Fransa’da doğum yeri Fransa sınırları içinde olanların vatandaş olma hakları vardır. ABD’de ise, vatandaş olmak isteyenler, Amerikan toplumuna tümüyle uyum sağladıklarını ve Amerikan geleneklerini benimsediklerini kanıtlamak durumundadırlar. 2000 yılına kadar Alman vatandaşı olmak için anne veya babasının Alman olması gerekliliği vardı.  Türk vatandaşlığına giriş ise üç yolla olmaktadır: Kanunla, yetkili makam kararıyla, seçme hakkıyla. Yapılan değişikliklere göre Türk’le evlenen yabancılar, bakanlık kararıyla vatandaşlığa geçebilmektedirler. İskân Kanunu’na göre ise yurtsuzlar ve mültecilere dair hükümlerle bunların da vatandaşlığa geçişleri düzenlenmiştir.

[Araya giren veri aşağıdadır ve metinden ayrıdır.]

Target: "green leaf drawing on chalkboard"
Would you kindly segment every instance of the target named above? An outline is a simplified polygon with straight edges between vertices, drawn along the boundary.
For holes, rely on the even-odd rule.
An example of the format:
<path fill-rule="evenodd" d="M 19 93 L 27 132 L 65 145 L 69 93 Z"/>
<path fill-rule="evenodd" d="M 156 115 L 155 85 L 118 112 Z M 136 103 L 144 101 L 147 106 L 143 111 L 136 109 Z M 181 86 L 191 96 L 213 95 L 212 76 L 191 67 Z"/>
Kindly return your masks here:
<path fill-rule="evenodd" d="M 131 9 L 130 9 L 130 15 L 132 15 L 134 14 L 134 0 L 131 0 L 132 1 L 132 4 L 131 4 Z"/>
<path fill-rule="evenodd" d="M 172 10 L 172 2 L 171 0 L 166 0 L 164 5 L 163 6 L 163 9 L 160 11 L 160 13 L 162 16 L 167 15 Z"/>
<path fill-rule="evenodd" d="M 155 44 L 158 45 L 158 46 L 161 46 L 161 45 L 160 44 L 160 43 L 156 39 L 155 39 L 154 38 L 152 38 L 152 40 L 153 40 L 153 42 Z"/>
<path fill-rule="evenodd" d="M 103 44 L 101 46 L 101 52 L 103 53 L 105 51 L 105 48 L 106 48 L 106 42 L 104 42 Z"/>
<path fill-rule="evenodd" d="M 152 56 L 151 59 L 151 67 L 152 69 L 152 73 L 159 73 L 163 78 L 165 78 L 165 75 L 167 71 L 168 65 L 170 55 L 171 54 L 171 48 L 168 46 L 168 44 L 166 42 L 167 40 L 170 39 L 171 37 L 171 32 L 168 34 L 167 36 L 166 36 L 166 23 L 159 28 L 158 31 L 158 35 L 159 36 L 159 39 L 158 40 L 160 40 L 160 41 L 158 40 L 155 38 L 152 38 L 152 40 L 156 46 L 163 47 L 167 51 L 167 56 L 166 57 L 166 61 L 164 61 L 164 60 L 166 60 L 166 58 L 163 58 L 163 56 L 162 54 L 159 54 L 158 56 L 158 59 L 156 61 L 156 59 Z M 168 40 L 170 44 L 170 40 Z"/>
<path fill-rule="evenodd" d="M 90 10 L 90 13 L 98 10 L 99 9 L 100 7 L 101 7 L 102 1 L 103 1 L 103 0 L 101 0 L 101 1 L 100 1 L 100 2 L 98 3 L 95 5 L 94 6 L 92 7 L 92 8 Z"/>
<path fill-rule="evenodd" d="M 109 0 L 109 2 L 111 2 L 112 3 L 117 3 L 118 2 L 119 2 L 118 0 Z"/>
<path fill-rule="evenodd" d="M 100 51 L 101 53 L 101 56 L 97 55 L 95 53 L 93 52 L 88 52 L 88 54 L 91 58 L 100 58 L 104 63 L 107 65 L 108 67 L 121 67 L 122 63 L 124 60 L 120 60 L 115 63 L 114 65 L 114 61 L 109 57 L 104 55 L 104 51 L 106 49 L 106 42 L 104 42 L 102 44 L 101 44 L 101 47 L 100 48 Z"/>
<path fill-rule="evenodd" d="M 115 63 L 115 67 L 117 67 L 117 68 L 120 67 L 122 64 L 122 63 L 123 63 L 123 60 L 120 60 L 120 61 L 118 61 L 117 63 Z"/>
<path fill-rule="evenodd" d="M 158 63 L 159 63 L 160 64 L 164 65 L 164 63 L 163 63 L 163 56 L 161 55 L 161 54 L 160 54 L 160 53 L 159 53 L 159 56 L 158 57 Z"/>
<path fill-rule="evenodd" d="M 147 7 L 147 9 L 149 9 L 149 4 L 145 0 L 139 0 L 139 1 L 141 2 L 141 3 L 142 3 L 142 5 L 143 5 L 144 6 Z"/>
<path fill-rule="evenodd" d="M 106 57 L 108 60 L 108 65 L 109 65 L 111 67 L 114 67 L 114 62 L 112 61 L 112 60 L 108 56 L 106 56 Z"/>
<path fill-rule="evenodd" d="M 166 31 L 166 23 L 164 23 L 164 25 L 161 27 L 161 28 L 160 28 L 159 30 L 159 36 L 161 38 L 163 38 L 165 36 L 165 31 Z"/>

Ocak ayı içinde Fransa’da yaşanan hunharca katliamın üzerinden çok az bir zaman geçti. Öldürülen 12 kişinin bedenleri üzerinden herkes ifade özgürlüğünden dem vurdu. İfade özgürlüğünden daha önce gelen, bir insanın yaşama hakkıdır. Hiçbir şahıs o özgürlüğü alamaz. Ölenlerin 4 ü Yahudi’ydi, 3ü polisti ve polislerden biri de Müslüman’dı. Bunların hiç önemi yok, öldürülenler insandı… Ancak öldürülen karikatüristler de bir dinin kutsallarına hakaret kabul edilen bir karikatürü de yayınlamamalıydı.

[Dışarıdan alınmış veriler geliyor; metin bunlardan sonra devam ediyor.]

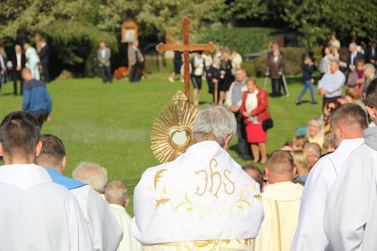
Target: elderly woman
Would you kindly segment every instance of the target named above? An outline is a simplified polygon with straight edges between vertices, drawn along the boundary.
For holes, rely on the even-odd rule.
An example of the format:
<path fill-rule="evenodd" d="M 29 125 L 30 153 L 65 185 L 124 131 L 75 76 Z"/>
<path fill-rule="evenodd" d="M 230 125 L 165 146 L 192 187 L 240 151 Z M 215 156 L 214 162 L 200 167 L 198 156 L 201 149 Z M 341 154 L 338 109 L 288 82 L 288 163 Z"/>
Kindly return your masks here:
<path fill-rule="evenodd" d="M 248 91 L 243 93 L 240 111 L 245 118 L 247 142 L 251 144 L 253 163 L 259 161 L 265 164 L 267 161 L 267 134 L 263 129 L 262 121 L 269 118 L 267 111 L 267 92 L 256 86 L 256 80 L 250 78 L 246 81 Z"/>
<path fill-rule="evenodd" d="M 27 43 L 24 44 L 24 49 L 25 50 L 25 55 L 28 63 L 27 67 L 30 69 L 33 78 L 39 80 L 40 78 L 39 69 L 38 69 L 39 57 L 37 50 Z"/>
<path fill-rule="evenodd" d="M 325 141 L 325 124 L 318 117 L 313 117 L 308 123 L 308 140 L 310 143 L 317 143 L 321 148 Z"/>

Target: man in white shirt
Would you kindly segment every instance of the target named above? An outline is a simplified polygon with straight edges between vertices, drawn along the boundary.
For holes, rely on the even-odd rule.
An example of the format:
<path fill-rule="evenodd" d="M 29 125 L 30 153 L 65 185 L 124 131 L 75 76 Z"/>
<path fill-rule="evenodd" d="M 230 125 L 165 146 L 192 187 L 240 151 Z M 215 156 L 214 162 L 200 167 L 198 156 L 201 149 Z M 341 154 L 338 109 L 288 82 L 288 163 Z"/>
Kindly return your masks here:
<path fill-rule="evenodd" d="M 132 229 L 146 250 L 252 250 L 264 214 L 259 185 L 227 152 L 236 128 L 230 110 L 208 105 L 194 120 L 194 144 L 143 174 Z"/>
<path fill-rule="evenodd" d="M 122 239 L 122 231 L 109 204 L 89 185 L 63 175 L 65 149 L 60 139 L 43 135 L 41 154 L 35 164 L 44 167 L 54 182 L 67 188 L 76 196 L 87 223 L 96 251 L 114 251 Z"/>
<path fill-rule="evenodd" d="M 325 74 L 318 82 L 318 90 L 323 97 L 323 104 L 336 100 L 342 95 L 345 76 L 339 69 L 339 61 L 333 60 L 330 64 L 330 72 Z"/>
<path fill-rule="evenodd" d="M 112 83 L 113 78 L 111 72 L 111 50 L 106 46 L 104 42 L 100 43 L 100 49 L 97 52 L 97 59 L 100 62 L 100 67 L 101 68 L 101 75 L 104 83 L 109 80 Z"/>
<path fill-rule="evenodd" d="M 88 184 L 95 191 L 105 197 L 105 188 L 108 182 L 108 170 L 97 163 L 82 161 L 72 172 L 72 178 Z"/>
<path fill-rule="evenodd" d="M 238 149 L 240 156 L 238 157 L 244 160 L 251 159 L 250 144 L 246 140 L 244 118 L 240 112 L 242 104 L 242 93 L 247 91 L 246 85 L 247 80 L 246 71 L 244 68 L 236 70 L 236 79 L 230 85 L 229 90 L 226 93 L 225 105 L 234 112 L 237 121 L 237 135 L 238 136 Z"/>
<path fill-rule="evenodd" d="M 2 48 L 0 47 L 0 53 L 2 52 Z M 4 60 L 4 58 L 0 54 L 0 97 L 3 96 L 2 94 L 2 87 L 4 83 L 4 78 L 5 78 L 5 72 L 7 71 L 7 63 Z"/>
<path fill-rule="evenodd" d="M 0 125 L 0 250 L 91 250 L 93 243 L 74 195 L 33 164 L 39 123 L 15 111 Z"/>
<path fill-rule="evenodd" d="M 366 90 L 366 109 L 377 123 L 377 80 Z M 363 132 L 365 144 L 350 155 L 329 193 L 323 220 L 334 250 L 377 246 L 377 127 Z"/>
<path fill-rule="evenodd" d="M 138 251 L 139 243 L 131 232 L 132 219 L 125 209 L 130 202 L 126 183 L 119 180 L 113 180 L 106 186 L 105 193 L 106 200 L 123 230 L 123 238 L 117 251 Z"/>
<path fill-rule="evenodd" d="M 261 194 L 265 216 L 255 240 L 255 250 L 288 250 L 299 220 L 304 187 L 292 181 L 297 168 L 288 152 L 271 153 L 264 170 L 269 184 Z"/>
<path fill-rule="evenodd" d="M 291 250 L 331 249 L 323 228 L 327 196 L 345 160 L 364 143 L 362 131 L 367 128 L 365 112 L 357 104 L 345 104 L 331 112 L 330 131 L 336 150 L 321 158 L 310 171 Z"/>

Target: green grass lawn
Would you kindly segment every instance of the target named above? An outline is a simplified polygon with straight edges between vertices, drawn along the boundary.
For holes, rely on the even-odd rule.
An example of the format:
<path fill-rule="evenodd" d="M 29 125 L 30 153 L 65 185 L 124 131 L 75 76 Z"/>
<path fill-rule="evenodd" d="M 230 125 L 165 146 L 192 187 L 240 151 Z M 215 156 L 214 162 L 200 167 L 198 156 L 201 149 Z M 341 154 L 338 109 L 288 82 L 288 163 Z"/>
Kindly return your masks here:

Ölenlere Dünya’da destek gösterileri oldu, katilleri destekleyenler de. Ortam tam bir toz duman. Kimisi de tüm Dünya Müslümanlarını, Müslümanlığı suçladı. Kimse katillerin kimliği üzerinde durmadı, inançlar üzerinden algı geliştirmeye çalışıldı. Katiller kimdi? Fransız vatandaşı, Fransa’da doğmuş büyümüşler. Bir devlet vatandaşından nasıl böyle Terörist yetişir? Hiç mi o Devletin, Milletin suçu yoktur? O vatandaşlar kendilerini gerçekten Fransız vatandaşı hissetseler, toplumla bütünleşebilseler bu canice hareketi yapabilirler miydi? Onlar, Fransa’da yaşadıkları halde birer mutsuz, dışlanmış vatandaşlar olabilir mi?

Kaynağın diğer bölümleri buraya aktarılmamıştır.